Do high scoring matches exhibit any differences in average odds between weekdays and weekends?
Query
SELECT
CASE WHEN DAYOFWEEK(M.Date) IN (1, 7) THEN 'Weekend' ELSE 'Weekday' END AS day_type,
ROUND(AVG(O.AvgH), 2) AS avg_home_odds,
ROUND(AVG(O.AvgA), 2) AS avg_away_odds
FROM Odds O
JOIN Matches M ON O.MatchID = M.MatchID
WHERE M.FTHG + M.FTAG > 4
GROUP BY day_type;
Results
Findings
High-scoring matches, defined as those with a total goal count greater than 4, exhibit differences in average odds between weekdays and weekends.

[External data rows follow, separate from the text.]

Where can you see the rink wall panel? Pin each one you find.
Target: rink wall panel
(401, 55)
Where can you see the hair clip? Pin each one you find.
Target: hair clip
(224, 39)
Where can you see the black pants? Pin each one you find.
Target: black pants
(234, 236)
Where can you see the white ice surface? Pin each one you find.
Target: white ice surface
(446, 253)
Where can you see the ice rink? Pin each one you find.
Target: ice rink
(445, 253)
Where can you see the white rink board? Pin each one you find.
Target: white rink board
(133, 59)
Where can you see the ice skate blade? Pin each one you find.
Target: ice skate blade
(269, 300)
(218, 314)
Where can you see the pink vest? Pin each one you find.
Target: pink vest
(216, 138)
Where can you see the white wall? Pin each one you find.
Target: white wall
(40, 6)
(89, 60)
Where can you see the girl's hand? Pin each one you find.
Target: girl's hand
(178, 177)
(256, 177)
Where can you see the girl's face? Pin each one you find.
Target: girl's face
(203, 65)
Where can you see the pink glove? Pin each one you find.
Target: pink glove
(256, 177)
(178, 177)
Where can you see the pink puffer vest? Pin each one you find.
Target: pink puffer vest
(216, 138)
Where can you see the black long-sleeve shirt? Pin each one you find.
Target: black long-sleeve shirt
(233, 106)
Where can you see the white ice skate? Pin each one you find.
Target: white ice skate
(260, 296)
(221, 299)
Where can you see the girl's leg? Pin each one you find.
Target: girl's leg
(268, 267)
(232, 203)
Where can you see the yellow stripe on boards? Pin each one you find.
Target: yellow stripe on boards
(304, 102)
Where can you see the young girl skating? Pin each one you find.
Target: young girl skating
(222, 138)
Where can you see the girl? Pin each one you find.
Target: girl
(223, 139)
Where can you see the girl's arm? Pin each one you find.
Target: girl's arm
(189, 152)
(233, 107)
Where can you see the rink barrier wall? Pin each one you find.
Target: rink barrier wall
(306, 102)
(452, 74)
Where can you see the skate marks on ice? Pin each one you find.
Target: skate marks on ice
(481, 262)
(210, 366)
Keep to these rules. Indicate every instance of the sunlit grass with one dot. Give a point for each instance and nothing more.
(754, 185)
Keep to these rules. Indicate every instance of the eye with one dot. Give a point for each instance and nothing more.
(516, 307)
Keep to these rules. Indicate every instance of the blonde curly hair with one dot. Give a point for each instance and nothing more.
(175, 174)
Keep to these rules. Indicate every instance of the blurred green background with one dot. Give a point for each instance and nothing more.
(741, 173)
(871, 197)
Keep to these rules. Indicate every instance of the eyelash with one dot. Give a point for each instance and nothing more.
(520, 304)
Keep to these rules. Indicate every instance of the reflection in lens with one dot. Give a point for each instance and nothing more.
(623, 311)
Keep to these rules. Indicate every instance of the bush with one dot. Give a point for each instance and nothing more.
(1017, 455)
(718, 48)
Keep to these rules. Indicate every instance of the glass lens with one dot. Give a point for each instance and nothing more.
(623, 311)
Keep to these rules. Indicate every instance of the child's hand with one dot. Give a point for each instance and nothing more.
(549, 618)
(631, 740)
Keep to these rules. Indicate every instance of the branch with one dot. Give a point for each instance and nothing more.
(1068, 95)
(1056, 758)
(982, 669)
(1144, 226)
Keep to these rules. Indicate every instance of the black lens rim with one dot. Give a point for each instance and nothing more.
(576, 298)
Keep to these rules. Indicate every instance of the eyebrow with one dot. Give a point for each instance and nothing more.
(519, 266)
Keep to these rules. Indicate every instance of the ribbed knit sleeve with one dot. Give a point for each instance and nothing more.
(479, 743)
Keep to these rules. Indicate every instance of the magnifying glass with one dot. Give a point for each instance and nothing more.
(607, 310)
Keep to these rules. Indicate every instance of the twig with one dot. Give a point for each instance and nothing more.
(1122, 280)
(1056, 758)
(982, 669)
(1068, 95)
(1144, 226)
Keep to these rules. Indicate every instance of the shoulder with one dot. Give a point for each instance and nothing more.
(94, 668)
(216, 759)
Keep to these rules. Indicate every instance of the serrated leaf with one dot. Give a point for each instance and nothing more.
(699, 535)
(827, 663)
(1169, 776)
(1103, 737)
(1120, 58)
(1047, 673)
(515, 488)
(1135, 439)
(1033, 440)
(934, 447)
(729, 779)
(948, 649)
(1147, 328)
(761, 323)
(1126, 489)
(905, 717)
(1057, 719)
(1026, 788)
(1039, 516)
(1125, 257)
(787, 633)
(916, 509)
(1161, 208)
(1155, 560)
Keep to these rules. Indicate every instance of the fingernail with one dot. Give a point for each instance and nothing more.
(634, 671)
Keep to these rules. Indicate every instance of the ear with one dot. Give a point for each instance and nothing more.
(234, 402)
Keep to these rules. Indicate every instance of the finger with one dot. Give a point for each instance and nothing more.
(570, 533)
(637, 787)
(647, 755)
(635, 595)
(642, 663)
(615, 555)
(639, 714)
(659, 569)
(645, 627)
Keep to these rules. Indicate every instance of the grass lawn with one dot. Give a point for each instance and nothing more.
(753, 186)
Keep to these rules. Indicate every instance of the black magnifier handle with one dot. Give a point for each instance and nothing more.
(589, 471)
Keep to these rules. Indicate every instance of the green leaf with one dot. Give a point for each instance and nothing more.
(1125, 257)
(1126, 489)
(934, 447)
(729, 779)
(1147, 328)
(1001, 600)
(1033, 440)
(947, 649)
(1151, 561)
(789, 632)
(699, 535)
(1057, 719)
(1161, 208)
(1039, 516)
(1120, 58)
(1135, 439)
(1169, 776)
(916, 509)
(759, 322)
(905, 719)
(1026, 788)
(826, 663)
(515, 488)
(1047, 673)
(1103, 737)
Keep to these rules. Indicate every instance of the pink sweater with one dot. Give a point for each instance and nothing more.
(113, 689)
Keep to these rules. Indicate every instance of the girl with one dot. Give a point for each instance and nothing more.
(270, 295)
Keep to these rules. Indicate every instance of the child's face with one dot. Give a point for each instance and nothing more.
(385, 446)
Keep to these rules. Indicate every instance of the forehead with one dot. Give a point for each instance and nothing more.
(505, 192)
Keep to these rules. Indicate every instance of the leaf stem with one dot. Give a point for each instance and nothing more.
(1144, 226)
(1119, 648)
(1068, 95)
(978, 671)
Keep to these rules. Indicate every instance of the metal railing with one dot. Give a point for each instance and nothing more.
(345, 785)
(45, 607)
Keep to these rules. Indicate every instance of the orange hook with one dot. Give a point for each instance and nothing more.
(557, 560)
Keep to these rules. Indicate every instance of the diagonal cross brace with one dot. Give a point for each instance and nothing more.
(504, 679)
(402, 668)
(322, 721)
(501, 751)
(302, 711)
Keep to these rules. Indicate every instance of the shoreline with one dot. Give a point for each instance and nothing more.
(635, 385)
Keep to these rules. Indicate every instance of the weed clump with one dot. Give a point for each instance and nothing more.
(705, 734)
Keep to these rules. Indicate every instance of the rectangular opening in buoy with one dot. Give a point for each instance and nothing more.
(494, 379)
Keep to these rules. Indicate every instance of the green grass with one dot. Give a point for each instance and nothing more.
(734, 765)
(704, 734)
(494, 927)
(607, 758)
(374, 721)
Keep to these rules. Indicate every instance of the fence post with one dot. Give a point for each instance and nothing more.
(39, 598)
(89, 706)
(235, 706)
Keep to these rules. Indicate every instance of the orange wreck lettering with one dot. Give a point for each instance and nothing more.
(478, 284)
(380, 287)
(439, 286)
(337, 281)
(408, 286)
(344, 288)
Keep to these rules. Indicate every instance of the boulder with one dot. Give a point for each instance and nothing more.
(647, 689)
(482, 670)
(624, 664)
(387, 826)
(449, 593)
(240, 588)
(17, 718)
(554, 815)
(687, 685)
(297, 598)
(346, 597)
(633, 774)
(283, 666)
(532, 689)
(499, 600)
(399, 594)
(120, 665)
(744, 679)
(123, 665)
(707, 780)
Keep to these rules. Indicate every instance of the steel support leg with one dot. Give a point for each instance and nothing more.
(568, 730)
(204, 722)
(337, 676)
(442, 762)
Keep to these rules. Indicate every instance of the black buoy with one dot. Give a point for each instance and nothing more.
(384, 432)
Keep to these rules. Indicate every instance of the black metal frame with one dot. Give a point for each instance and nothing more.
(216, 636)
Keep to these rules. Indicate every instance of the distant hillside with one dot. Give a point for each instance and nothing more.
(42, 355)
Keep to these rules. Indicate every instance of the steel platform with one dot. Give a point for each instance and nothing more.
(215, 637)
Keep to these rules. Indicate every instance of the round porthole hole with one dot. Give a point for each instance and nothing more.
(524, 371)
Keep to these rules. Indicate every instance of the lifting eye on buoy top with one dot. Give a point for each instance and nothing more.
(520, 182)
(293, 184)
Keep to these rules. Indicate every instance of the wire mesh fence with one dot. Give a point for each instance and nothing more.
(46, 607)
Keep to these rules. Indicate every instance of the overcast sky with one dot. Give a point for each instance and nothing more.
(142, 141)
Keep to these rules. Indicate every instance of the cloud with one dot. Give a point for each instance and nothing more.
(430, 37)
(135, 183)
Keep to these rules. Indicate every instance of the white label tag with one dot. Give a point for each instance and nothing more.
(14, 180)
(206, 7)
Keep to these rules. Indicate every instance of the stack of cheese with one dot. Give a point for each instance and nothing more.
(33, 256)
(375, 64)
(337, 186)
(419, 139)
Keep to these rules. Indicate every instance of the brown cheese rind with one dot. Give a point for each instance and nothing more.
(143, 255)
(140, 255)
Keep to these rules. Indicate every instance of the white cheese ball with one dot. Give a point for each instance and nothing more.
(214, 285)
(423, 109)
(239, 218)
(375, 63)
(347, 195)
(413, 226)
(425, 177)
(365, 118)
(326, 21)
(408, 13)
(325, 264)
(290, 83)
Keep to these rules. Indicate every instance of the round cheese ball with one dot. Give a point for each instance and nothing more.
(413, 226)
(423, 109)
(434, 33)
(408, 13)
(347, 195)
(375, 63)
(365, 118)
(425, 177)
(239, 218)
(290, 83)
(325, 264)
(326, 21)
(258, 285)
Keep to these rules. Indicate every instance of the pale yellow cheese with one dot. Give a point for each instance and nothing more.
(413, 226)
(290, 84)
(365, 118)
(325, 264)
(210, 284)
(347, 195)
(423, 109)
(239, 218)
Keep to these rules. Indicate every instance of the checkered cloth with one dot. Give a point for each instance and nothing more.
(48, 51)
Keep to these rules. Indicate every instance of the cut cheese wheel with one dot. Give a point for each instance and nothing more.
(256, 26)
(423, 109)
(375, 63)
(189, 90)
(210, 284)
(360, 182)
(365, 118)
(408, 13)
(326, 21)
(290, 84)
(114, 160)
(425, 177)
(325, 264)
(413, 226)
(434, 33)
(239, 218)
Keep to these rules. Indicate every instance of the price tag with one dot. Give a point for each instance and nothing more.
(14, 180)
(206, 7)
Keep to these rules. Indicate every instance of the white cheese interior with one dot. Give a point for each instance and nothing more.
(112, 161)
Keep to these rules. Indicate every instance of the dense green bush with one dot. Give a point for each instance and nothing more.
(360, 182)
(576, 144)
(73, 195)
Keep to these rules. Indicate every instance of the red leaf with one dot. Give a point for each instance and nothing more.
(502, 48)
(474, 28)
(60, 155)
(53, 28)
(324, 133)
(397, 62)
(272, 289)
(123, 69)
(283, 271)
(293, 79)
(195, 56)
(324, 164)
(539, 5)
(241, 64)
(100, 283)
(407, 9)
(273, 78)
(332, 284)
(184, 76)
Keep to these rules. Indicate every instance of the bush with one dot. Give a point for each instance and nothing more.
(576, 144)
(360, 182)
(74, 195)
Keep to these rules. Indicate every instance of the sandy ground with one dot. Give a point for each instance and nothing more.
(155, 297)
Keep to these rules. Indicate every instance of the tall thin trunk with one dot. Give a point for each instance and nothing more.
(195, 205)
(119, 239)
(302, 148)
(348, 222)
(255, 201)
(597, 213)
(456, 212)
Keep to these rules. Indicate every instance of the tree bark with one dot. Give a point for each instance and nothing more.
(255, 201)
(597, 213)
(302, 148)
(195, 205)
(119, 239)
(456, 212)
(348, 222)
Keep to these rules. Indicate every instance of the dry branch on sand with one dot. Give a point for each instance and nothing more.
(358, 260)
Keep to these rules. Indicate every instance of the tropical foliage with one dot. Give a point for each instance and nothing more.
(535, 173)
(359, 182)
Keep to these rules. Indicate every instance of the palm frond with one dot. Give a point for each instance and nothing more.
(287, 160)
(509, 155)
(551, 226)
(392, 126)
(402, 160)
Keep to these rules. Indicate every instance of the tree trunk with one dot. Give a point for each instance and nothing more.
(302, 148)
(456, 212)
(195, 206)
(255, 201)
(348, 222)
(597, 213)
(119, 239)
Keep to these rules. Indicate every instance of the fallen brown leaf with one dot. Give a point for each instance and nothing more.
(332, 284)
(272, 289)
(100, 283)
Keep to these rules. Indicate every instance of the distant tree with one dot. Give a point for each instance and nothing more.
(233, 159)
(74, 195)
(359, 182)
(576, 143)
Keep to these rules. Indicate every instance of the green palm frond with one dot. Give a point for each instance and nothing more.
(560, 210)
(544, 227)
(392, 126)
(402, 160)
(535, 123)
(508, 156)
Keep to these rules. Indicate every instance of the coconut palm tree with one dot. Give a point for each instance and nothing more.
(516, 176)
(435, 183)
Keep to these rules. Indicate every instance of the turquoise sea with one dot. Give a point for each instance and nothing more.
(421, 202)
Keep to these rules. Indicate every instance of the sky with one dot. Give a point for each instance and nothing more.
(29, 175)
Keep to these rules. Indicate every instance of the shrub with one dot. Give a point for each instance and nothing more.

When considering the average odds for Home team victory, the results show that matches taking place on weekdays have an average home odds of approximately 3.99, while matches on weekends have a slightly higher average home odds of around 4.31. Additionally, when examining the average odds for Away team victory, matches on weekdays have an average away odds of about 6.90, whereas matches on weekends have a lower average away odds of around 4.12. These differences suggest that in high scoring games, home teams seem to have higher odds on weekends, since attendance of home team supporters may be higher on weekends when fewer people are at work. Similarly, away teams may have higher odds on weekdays since there may be fewer home team supporters in attendance of a match.